O relatório geral, que foi dado ao infantário e terapeuta da fala, refere que as meninas (individualmente, portanto, 2 relatórios) foram observadas em consulta de desenvolvimento em agosto por alterações na linguagem. Apresentavam agitação psico-motora, ausência de contacto visual e estereotipias motoras, ecolália ocasional. O diagnóstico mais provável é de perturbação do espectro do autismo. Vão ser avaliadas para terapia da fala e encaminhadas para orientação pela unidade de autismo. Necessitam de intervenção direta e sistemática de Educação Especial e acompanhamento em terapia da fala e ocupacional, sinalizadas à equipa de apoio das escolas. Dada a agitação motora e por a irmã gémea apresentar quadro semelhante deverão ter o apoio de uma tarefeira no jardim de infância.

Saímos mais esperançados de dias melhores, de melhores vitórias, de apoios finalmente.

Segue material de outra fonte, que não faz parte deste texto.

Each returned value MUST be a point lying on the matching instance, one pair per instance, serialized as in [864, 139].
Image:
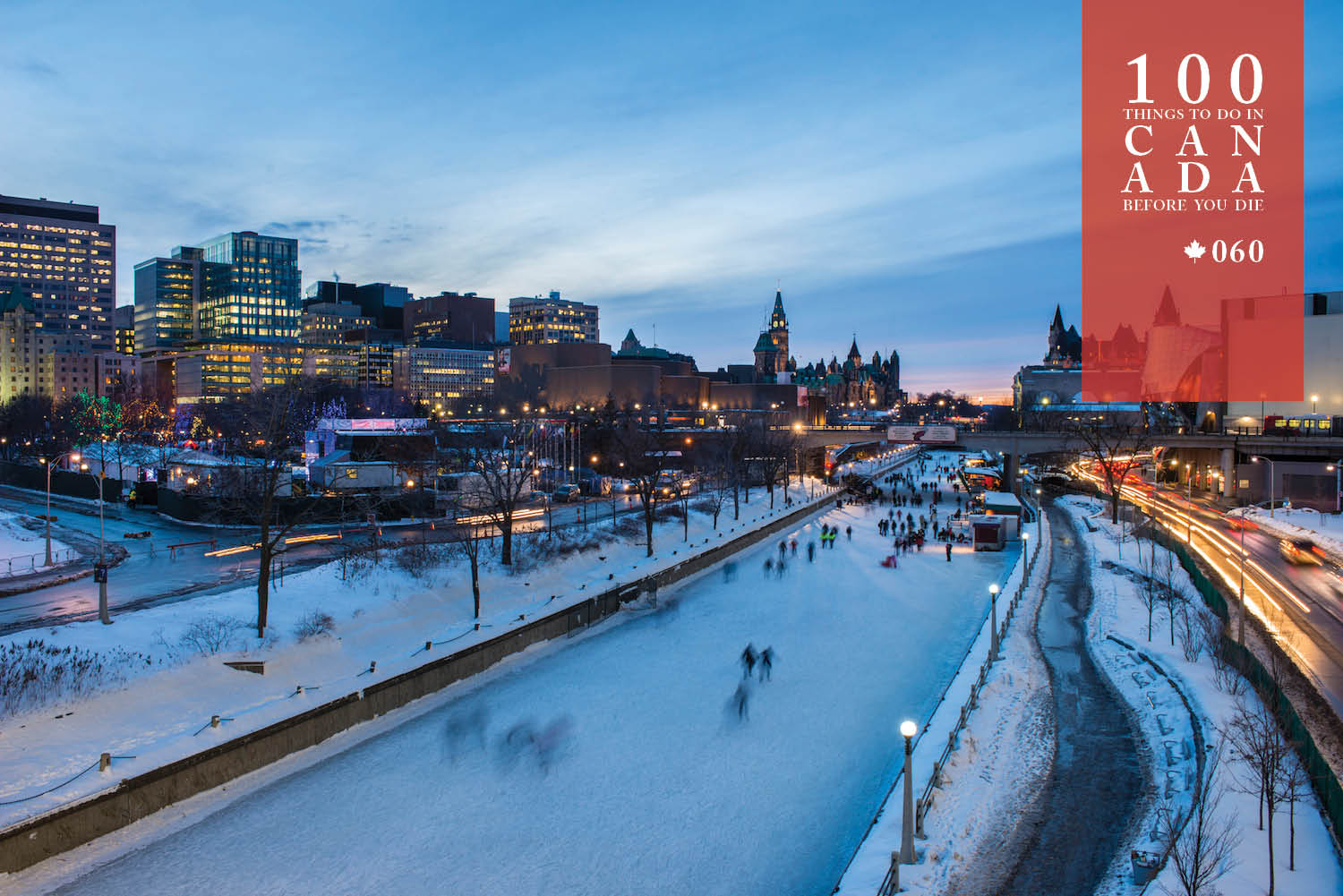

Apesar de tudo isto parecer estar encaminhado, não se imaginam quantos telefonemas estão por trás de tudo, quantas horas de reunião e conversas com educadora, professora de apoio, pedidos que se fazem, o meu voluntariado, viagens entre hospital-infantário-correios-entidades patronais para entregar documentos e falar com superiores, o desespero que às vezes bate bem fundo quando se veem injustiças, etc. É desgastante mas , com insistência, acaba por se ver algum resultado.

Não gosto da sensação de tempo perdido ou tempo de espera vazio. Sei que desde a 1ª consulta até outubro não passou muito e até foi rápido mas para quem já vem a alertar médicos de sinais que aparentemente só eu via desde os 7 meses de idade, é muito tempo!

Quanto a reações dos pais, mais tarde ou mais cedo, acabamos sempre por ir abaixo numa ou noutra altura. Grupos de pais que sabem do que falamos e o que vivenciamos acabam por funcionar como terapia.

O resto? Vai sendo um dia de cada vez. Olhando agora, 3 anos depois, para este relato, noto uma evolução abismal. Muito foi ultrapassado, muito foi conseguido, muito foi aprendido. Ainda temos um longo longo percurso pela frente porque muitas das estereotipias e comportamentos mantêm-se. Mas vemos que, apesar das dificuldades, as piolhas conseguem chegar mais longe e têm sempre alguém do lado delas.